Manhattan had visitors like me coming to it from all around the world. The tourists from lands afar had sensibilities similar to my own. With these foreigners, I had a concordance. Discordance — accompanied by a visceral ugliness — came mostly from small-town Americans. These were the people who asked about my ethnicity and my religious beliefs. They wanted to place me into a stereotypical, formulaic category. In times of communal tensions like 9/11, they were the ones who spat on me, called me racial epithets, and even struck me. Thankfully, these were rare occasions, about a dozen moments in 27 years.

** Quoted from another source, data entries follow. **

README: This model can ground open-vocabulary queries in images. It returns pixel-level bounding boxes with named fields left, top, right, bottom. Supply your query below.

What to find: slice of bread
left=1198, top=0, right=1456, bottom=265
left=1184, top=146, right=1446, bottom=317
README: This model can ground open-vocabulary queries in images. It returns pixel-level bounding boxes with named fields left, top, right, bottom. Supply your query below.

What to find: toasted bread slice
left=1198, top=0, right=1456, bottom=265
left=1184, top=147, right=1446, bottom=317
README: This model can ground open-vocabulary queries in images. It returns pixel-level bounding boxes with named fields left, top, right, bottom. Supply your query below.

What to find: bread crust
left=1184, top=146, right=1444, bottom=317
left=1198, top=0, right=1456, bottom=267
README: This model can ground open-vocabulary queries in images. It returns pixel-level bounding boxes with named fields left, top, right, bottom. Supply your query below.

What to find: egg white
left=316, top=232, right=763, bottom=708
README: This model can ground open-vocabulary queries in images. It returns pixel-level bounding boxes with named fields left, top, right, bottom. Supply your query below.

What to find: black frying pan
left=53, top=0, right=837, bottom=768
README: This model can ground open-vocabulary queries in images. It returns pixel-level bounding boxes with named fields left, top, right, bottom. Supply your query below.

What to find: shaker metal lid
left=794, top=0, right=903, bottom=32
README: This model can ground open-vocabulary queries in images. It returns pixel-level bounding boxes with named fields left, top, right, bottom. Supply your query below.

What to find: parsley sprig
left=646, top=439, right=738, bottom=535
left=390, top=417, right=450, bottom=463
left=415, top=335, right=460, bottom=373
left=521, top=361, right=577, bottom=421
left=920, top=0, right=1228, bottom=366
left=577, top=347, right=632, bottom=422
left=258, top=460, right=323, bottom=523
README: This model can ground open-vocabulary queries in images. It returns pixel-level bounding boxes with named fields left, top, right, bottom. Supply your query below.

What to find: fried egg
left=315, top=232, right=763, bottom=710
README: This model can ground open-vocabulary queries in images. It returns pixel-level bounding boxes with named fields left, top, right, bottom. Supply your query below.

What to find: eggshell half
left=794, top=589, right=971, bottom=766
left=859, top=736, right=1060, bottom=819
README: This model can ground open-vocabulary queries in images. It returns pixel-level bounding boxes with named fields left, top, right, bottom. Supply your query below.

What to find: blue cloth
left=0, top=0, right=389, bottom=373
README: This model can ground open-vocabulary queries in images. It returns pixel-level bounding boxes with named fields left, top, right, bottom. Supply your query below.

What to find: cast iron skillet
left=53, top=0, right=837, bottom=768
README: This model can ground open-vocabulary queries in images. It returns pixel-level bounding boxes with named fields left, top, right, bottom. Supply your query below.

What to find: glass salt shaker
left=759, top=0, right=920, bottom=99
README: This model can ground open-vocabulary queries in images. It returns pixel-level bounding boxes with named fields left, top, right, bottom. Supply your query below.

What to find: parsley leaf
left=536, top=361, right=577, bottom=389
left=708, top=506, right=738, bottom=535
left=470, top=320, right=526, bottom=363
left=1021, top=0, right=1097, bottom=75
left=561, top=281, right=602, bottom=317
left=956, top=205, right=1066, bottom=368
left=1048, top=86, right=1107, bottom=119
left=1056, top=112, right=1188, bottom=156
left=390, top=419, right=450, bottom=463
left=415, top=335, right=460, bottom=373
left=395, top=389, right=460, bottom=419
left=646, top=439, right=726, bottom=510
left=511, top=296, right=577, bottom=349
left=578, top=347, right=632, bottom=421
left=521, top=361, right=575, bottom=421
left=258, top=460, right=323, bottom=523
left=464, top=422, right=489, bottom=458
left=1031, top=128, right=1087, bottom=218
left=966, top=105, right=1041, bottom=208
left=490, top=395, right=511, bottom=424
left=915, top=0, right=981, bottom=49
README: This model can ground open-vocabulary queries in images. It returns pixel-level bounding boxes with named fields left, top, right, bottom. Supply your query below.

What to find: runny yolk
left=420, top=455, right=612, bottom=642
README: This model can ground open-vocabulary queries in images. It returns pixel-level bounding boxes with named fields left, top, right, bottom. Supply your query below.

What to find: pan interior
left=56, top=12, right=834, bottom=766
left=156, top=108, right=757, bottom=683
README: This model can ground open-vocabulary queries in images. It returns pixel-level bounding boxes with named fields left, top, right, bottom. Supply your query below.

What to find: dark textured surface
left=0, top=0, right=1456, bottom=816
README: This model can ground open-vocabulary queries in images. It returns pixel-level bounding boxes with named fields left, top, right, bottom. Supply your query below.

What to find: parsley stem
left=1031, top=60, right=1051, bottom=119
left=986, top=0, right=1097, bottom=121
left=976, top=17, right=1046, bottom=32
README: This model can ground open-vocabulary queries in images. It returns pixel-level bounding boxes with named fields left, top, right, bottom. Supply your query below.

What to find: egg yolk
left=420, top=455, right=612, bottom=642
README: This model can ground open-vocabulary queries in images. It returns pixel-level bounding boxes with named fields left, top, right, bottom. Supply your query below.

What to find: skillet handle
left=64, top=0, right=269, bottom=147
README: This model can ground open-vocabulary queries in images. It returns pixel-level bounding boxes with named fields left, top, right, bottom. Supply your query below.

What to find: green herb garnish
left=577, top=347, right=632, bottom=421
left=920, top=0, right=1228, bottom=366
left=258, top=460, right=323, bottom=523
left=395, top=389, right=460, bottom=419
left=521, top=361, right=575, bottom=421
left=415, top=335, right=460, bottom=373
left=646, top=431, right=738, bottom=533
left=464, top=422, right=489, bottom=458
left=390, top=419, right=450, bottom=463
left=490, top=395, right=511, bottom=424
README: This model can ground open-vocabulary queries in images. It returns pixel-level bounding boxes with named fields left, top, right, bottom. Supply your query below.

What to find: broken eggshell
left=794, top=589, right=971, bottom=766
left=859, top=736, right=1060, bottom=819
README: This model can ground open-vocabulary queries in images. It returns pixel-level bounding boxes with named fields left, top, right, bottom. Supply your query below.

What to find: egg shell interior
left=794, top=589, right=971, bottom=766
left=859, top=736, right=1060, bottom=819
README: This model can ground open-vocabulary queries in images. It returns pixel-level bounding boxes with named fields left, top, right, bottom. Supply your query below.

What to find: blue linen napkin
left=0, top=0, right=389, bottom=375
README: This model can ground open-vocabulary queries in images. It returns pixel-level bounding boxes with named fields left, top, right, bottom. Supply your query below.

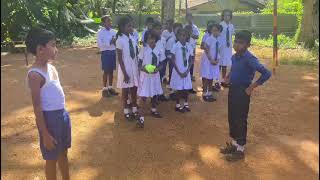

As I make my home in Delhi at 47, I find myself in a city very different from what I left at 18. Delhi is a city of incredible beauty and shocking challenges that come with a booming urban sprawl and industrial growth. I see the hustle and bustle that was New York in 1993, but nowhere near as comfortable with urbanisation as NYC of 2020. I see the glitz and glamour, and I see heart-wrenching poverty. I see cacophonous traffic, and sections of the country still coming of age, struggles similar to the rural outpost where I set up a farm in New York State. Towns and peoples ignored by fellow citizens and country, left behind in the 19th century.
I am shocked to find the food I grew up eating, the regional attire, the architectural sensibilities, the decorative arts — those things from the past that connect me to my birthplace — now considered “ethnic”. Commodities brought into the motherland from nations far, far away are accorded accolades and price points that deify their being. Celebrated for their Northern European provenance, these things are called “food”, “design”, “art”, and “dress”. While what I left behind and returned craving to become one with again is now labeled as “ethnic” — “ethnic clothing”, “ethnic food”, “ethnic art”, “ethnic dress”.
Colonisers long gone, colonies as we knew them done with, the norms of the past ought to be fading away and replaced with happily acceptable and accepted old ways and traditions. When we willingly succumb to Stockholm Syndrome and brand our own social and cultural identity as “ethnic”, we are playing right into the hands of the oppressors. In this moment, one we own and influence, we are furthering the stereotypes and deepening the divides that damage our human collective. When hate is perpetuated and perpetrated, it ends up hating the hater in the end.
I am hoping to see a day when I am simply Suvir. A human being. A day when my food, clothing, art, style and language are simply nouns, with no belittling adjective. A time when they are not reduced to some “ethnic” version of the “norm”, but have a place of pride in their own homeland. The beginning of homeland security.